Changing regulations, global regulatory differences, for medical devices and combination products that add the complexity of pharmaceutical requirements are all factoring into the importance of controlled environments as integral parts of packaging process control. Considering them as such better ensures the success of your sterile packaging process development project and ongoing compliance.
Here are some key considerations regarding producing sterile packaging in controlled environments:
• Design your environment around your process; not the other way around.
• Take a risk management-approach that includes input from packaging engineering, product development, sterility assurance, manufacturing, facilities management, and other key groups within your company.
• Never underestimate the value of collaborative design as their inputs can provide help early on and potentially avoid unnecessary and costly changes later in the process.
• In assessing facilities, factor in what utilities will be needed to support the room, to meet product/process requirements, to meet permit laws, to meet timetables, and to mitigate compliance issues.
• A well-developed User Requirements Specification should be agreed upon by all stakeholder parties and serve as the project plan and design review reference.
• Certification of cleanrooms to meet ISO Classification is just part of the full qualification process.
• Clean zone segregation concepts include displacement (low pressure, high velocity air), differential pressure, and physical barrier.
• Test a cleanroom in three states: As built (building, no equipment, no people); At rest (building, with equipment in place); Operational (building, equipment in place, with personnel present and working in agreed manner).
• Procedures must be well established and trained to for the operations, gowning/degowning, cleaning, environmental monitoring, and maintenance.

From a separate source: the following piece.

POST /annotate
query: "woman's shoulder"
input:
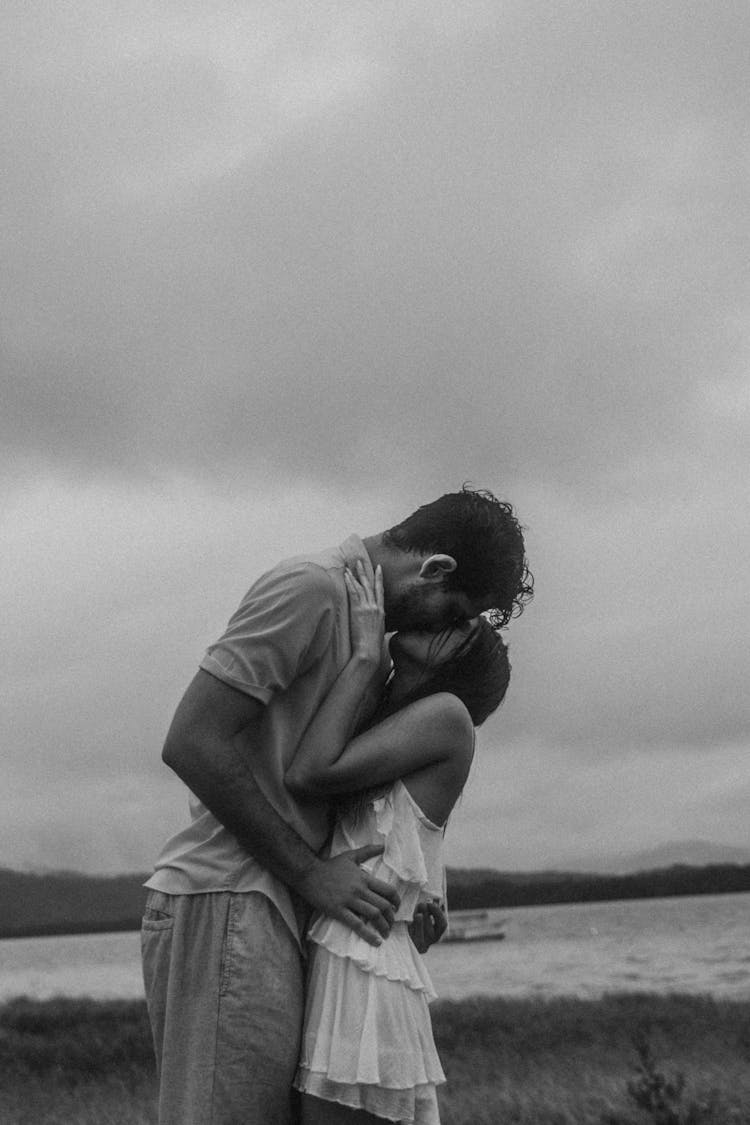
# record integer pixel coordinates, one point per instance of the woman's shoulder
(446, 717)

Everything must be written down—if it isn’t written down, it didn’t happen. Everything must be documented to demonstrate you are in compliance.
• Be audit-ready. Keep up to date on the latest revisions of applicable regulations and standards, and be sure your controlled environment meets curret requirements.
These were among the key takeaways at the HealthPack 2015 presentation, “Controlled Environments and Sterile Packaging: From Concept to Compliance,” given by John Derek Thompson, CPP, Lead Sterile Packaging Operations Engineer, DePuy Synthes USA.
Thompson made multiple references to several standards that can be helpful in a process that touches upon multiple standards and organizations. Among his most noted standards were the following:
• ISO 14698-1:2003: “Cleanrooms and associated controlled environments—Biocontamination control—Part 1: General principles and methods.”
• ISO 11607-2:2006: “Packaging for terminally sterilized medical devices—Part 2: Validation requirements for forming, sealing and assembly processes.”
• ISO 14644: “International Standard ISO 14644 Cleanrooms and associated controlled environments.”
• CFR 21: Code of Federal Regulations Title 21—Food and Drugs. Chapter 1-FDA Dept. of Health and Human Services, Subchapter H-Medical Devices, Part 820-Quality System Regulation.”